I have a pretty active Jewish life. Between my synagogue, family, and study, it was a big anchor for me. Then came COVID-19. And I realized that as much as my Jewish life was disrupted, it was worse for children in Jewish homes. So much of Jewish life is communal. The holidays, observances, festivals, events...it's always the more the merrier. The pandemic made the more the merrier the more the super-spreadering, or something. In any case, kids all over the world were stuck at home, including Jewish kids. They couldn't even mask up and go for a walk on their own. I figured it had to feel pretty joyless.

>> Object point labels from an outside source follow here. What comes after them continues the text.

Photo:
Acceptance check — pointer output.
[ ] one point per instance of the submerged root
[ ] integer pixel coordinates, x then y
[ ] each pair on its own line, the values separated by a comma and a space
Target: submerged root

But the thing is, there is plenty of Jewish joy at home. It just has to be made. So I decided to see if I could enlist some talented Jewish friends and create a free, downloadable PDF book of our own. A coloring book, that would be positive and upbeat, whimsical and inspired. I talked to young artist Jonah Cohen, who went to high school with my de facto stepdaughter and is now at Rhode Island School of Design. Would you be interested, Jonah, in joining in a volunteer chesed project? He said yes. I talked to my old Teaneck NJ junior high school chum Julie Greller, who's my webmaster. Would be you interested, Julie, in joining a volunteer chesed project, and design this book? Julie said yes.
Of course, everything takes longer than expected. Jonah had school, I had my writing life, and Julie had her designing life. But longer doesn't mean never. And maybe it is a besherit that just as America and much of the world is mired in this December wave of COVID-19 that's got so many of us on lockdown again, and Hanukkah is starting on Thursday night, that When We Can't Go Out: Jewish Joy at Home is ready.